Hieße ja, daß man die lieben Holländer direkt raus nehmen müßte und nur auf Anfrage beliefern kann…
Gibt es noch andere EU-Länder?
Tolle EU.
Grüße
Nils
Also ich habe das jetzt mal geprüft, bzgl. der Durchführbarkeit mit der Post. In die Niederlande gibt es den Service Nachnahme nicht und bei DHL wohl auch nicht.
ich biete auch für holland/niederlande den kauf auf rechnung (über billpay) an und alles ist geregelt, lg dirk
Habe jetzt gerade mal bei ein paar (10 Stück) großen NL-Shops geguckt – kein einziger bietet diese 50% Vorkassen-Regelung an. Also locker durch die Hosenträger weiteratmen…
Hm, da würde mich ja ehrlich mal die Ausfallrate interessieren oder haben die Holländer eine bessere Zahlungsmoral oder vielleicht sogar eine viel bessere Möglichkeit für den Händler an sein Geld zu kommen !?!?

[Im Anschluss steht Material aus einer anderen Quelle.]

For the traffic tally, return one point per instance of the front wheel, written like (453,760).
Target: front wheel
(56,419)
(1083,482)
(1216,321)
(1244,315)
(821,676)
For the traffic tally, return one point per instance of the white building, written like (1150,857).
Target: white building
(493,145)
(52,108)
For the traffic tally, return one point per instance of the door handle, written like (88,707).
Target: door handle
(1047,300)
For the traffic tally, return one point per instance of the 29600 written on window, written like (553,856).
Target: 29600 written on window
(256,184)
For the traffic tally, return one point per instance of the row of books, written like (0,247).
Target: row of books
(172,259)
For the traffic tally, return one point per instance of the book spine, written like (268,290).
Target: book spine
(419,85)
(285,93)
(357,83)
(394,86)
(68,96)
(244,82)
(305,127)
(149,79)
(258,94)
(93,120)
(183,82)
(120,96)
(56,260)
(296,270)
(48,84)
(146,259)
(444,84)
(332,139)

um ehrlich zu sein verstehe ich die Intention hinter diesen höchst dubiosen EU Gesetzgebungen überhaupt nicht mehr, es sei denn der online Handel innerhalb der EU wird so einfach nicht mehr gewünscht.
Darauf wird es hinaus laufen, das wieder nur die Marktriesen die Mittel und Rechtswege haben sich solchen Maßregelungen anzupassen.
Erhärtet nur einmal mehr meinen Verdacht, das sich hier die Verantwortlichen wohl von uns allen bekannten Marktriesen schmieren lassen und das wohl nicht zum 1. Mal.
Warum werden nicht ganz einfach die Gesetze des Lieferlandes anerkannt, da kann der Verbraucher doch selbst entscheiden ob er damit einverstanden ist oder nicht.